Inboard takes the security of its platform and the data customers entrust to it seriously. This page describes how to report a vulnerability, what we will do when you do, and the boundaries of our safe-harbour commitment to good-faith researchers.
The machine-readable equivalent of this document lives at /.well-known/security.txt per RFC 9116.
1. How to report
- Email security@inboard.dev with a description, reproduction steps, and any supporting material (screenshots, request captures, proof-of-concept).
- Encrypt anything sensitive with our PGP key — published at the same address once minted; until then, prefer reproduction-step prose over raw payloads in the clear.
- Please do not open public GitLab issues, post on social media, or contact individual employees about a suspected vulnerability before we have had a chance to respond.
2. What we will do
- Acknowledge your report within 24 hours (business days; we'll respond on weekends for issues marked critical).
- Triage and assign severity within 5 business days.
- Fix critical-severity issues within 30 days; lower severities on a best-effort basis coordinated with you.
- Credit you in our disclosures unless you ask us not to. With your consent, we'll add you to the hall of fame at the bottom of this page once the issue is fixed.
3. Scope
In scope
inboard.devand its subdomains (marketing, app, documentation).api.inboard.dev— the public REST API and the embedded-widget endpoints it serves.- The published widget script and any installable plugins we ship.

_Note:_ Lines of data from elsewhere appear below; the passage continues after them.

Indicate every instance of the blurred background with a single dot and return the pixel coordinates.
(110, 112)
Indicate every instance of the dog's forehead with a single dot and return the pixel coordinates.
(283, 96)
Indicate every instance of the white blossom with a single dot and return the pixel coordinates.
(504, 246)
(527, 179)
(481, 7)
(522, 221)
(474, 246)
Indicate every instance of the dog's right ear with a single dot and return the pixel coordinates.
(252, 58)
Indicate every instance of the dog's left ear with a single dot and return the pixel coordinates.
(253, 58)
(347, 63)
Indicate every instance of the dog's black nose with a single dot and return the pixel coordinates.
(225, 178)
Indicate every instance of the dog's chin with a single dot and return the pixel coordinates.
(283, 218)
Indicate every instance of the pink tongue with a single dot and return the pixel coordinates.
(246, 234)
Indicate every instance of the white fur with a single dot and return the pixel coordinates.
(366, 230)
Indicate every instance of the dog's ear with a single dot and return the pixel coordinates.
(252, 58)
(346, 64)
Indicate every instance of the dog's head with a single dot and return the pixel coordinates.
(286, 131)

- Authentication, authorisation, and tenant-isolation boundaries (e.g. one customer reading another's data).
- Cryptographic correctness of features we ship — signature verification, hash chains, rate-limit bypasses. The active and historical Ed25519 public keys are published at api.inboard.dev/.well-known/inboard-signing-keys.json for offline verification.
Out of scope
- Denial-of-service via volumetric load. If you find an algorithmic DoS (e.g. a single request that pegs CPU), that is in scope; please describe rather than execute.
- Social engineering of Inboard staff or customers, physical attacks, and attacks against third-party services we depend on (Stripe, Supabase, Vercel, GitLab, our DNS provider). Report those upstream.
- Reports based purely on automated scanner output without a demonstrated impact (e.g. missing security headers on pages that don't handle credentials, version disclosure, theoretical TLS downgrades on hosts that don't carry sensitive data).
- Self-XSS, clickjacking on pages without sensitive actions, and findings that require an already-compromised victim device.
- End-of-life browsers and platforms outside our published support matrix.
4. Safe harbour
We will not pursue legal action against, nor support law-enforcement action against, researchers who:
- Make a good-faith effort to comply with this policy and avoid privacy violations, service disruption, and data destruction.
- Limit their testing to in-scope assets and stop as soon as they have enough information to demonstrate the issue.
- Do not access, modify, or retain data that is not their own beyond the minimum needed to demonstrate the vulnerability — and notify us if they incidentally encounter such data.
- Give us a reasonable opportunity to remediate before public disclosure (we suggest 90 days; we are happy to coordinate a longer window for complex issues).
This safe harbour applies to research conducted under this policy. It does not waive any third party's rights. If your research touches a service operated by one of our sub-processors (see Privacy Policy), their terms apply to that portion of your work.
5. Bug bounty
At launch we operate a private bug bounty program by invitation. Reward bands are graded by impact:
- Critical — remote code execution, full authentication bypass, cross-tenant data access. Reward in the mid-four-figure range.
- High — privilege escalation, signed-payload forgery, sensitive-data exposure scoped to a single tenant. Reward in the four-figure range.
- Medium — authenticated information disclosure, stored XSS in admin surfaces, billing manipulation. Three-figure range.
- Low — reflected XSS without elevated impact, missing rate-limits with a demonstrable user-visible effect. Token rewards and hall-of-fame credit.
Reports outside the private program are still welcome via security@inboard.dev and remain eligible for credit and discretionary rewards.
6. Hall of fame
Names listed here have responsibly disclosed issues that improved Inboard's security posture. With your permission we'll add yours alongside them.
None yet — be the first.
7. Updates
Material changes to this policy are reflected in the Last updated date at the top of the page. Researchers who have submitted reports in the prior 12 months will be notified by email. We do not retroactively narrow scope or weaken safe-harbour.